Aggregation kinetics and structure of cryoimmunoglobulins clusters

Cryoimmunoglobulins are pathological antibodies characterized by a temperature-dependent reversible insolubility. Rheumatoid factors (RF) are immunoglobulins possessing anti-immunoglobulin activity and usually consist of an IgM antibody that recognizes IgG as antigen. These proteins are present in sera of patients affected by a large variety of different pathologies, such as HCV infection, neoplastic and autoimmune diseases. Aggregation and precipitation of cryoimmunoglobulins, leading to vasculiti, are physical phenomena behind such pathologies. A deep knowledge of the physico-chemical mechanisms regulating such phenomena plays a fundamental role in biological and clinical applications. In this work, a preliminary investigation of the aggregation kinetics and of the final macromolecular structure of the aggregates is presented. Through static light scattering techniques, the gyration radius R g and the fractal dimension D m of the growing clusters have been determined.

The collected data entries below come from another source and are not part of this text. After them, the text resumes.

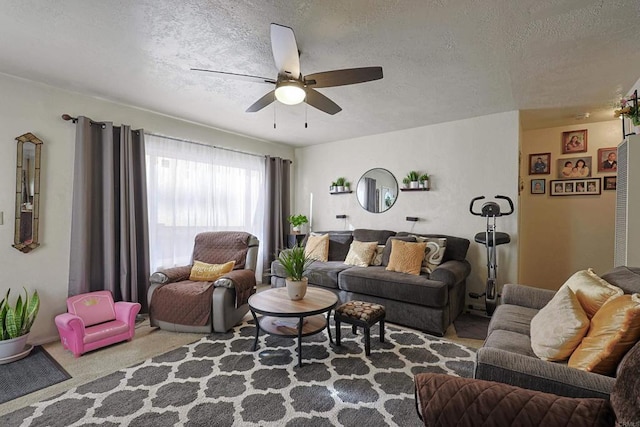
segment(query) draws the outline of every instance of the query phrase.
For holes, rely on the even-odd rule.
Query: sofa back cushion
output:
[[[353,230],[353,239],[359,242],[378,242],[379,245],[387,243],[387,239],[395,236],[396,232],[391,230],[369,230],[367,228],[357,228]]]
[[[349,247],[353,242],[353,234],[350,230],[342,231],[316,231],[316,234],[329,235],[329,261],[344,261],[349,253]],[[302,240],[302,245],[306,246],[309,235]]]
[[[631,426],[640,420],[640,342],[624,357],[618,368],[611,391],[611,406],[621,426]]]
[[[84,326],[115,320],[113,296],[109,291],[89,292],[67,298],[67,311],[82,319]]]
[[[433,237],[433,238],[445,238],[447,239],[447,250],[444,251],[444,257],[442,262],[447,262],[450,260],[455,261],[464,261],[467,258],[467,250],[469,250],[469,240],[456,237],[456,236],[447,236],[446,234],[418,234],[418,233],[407,233],[406,231],[401,231],[396,234],[397,237],[401,236],[409,236],[414,234],[416,236],[422,237]]]
[[[602,278],[622,289],[625,294],[640,293],[640,267],[616,267],[603,274]]]

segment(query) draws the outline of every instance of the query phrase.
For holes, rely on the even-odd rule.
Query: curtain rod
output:
[[[62,115],[62,120],[71,121],[74,124],[78,122],[78,118],[77,117],[70,116],[69,114],[66,114],[66,113]],[[91,123],[104,124],[102,122],[94,122],[93,120],[91,120]],[[157,133],[145,132],[145,134],[149,135],[149,136],[157,136],[159,138],[171,139],[173,141],[187,142],[189,144],[201,145],[203,147],[217,148],[219,150],[231,151],[231,152],[239,153],[239,154],[246,154],[246,155],[249,155],[249,156],[262,157],[262,158],[266,158],[267,157],[264,154],[249,153],[249,152],[246,152],[246,151],[234,150],[233,148],[219,147],[217,145],[205,144],[205,143],[202,143],[202,142],[195,142],[195,141],[190,141],[188,139],[175,138],[175,137],[172,137],[172,136],[160,135],[160,134],[157,134]],[[293,163],[293,162],[291,162],[291,163]]]
[[[203,143],[203,142],[189,141],[188,139],[175,138],[175,137],[173,137],[173,136],[160,135],[160,134],[157,134],[157,133],[145,132],[145,135],[149,135],[149,136],[157,136],[157,137],[159,137],[159,138],[171,139],[171,140],[173,140],[173,141],[187,142],[187,143],[189,143],[189,144],[202,145],[203,147],[217,148],[217,149],[219,149],[219,150],[232,151],[232,152],[234,152],[234,153],[246,154],[246,155],[248,155],[248,156],[255,156],[255,157],[262,157],[262,158],[267,157],[267,156],[265,156],[264,154],[248,153],[248,152],[246,152],[246,151],[234,150],[233,148],[219,147],[219,146],[217,146],[217,145],[205,144],[205,143]]]

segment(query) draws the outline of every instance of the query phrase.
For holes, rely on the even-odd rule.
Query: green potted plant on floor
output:
[[[9,300],[10,293],[11,288],[0,301],[0,362],[18,360],[13,358],[23,353],[22,357],[29,354],[26,349],[27,338],[40,309],[38,291],[34,291],[29,298],[29,292],[24,288],[24,300],[22,295],[18,295],[14,305]]]
[[[309,284],[309,278],[305,276],[305,273],[315,259],[309,258],[305,254],[304,246],[296,245],[280,252],[278,261],[287,274],[285,283],[289,298],[294,301],[304,298]]]
[[[344,192],[344,183],[346,182],[346,179],[344,177],[340,177],[338,179],[336,179],[336,191],[338,193],[343,193]]]
[[[294,233],[300,233],[301,227],[309,222],[309,219],[306,217],[306,215],[291,215],[289,217],[289,222],[291,223],[291,226],[293,227],[293,232]]]

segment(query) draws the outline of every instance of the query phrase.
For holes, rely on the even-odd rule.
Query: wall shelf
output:
[[[431,191],[430,188],[401,188],[400,191]]]
[[[351,194],[353,191],[329,191],[329,194]]]

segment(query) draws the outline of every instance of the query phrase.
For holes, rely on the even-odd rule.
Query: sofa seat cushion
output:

However, while the initial aggregation mechanism could be described using the universal reaction-limited cluster–cluster aggregation (RLCCA) theory, at longest times from the beginning of the process, the RLCCA theory fails and a restructuring of clusters is observed together with an increase of the cluster fractal dimension D m up to a value D m∼3. The time t n, at which the restructuring takes place, and the final cluster size can be modulated by varying the quenching temperature.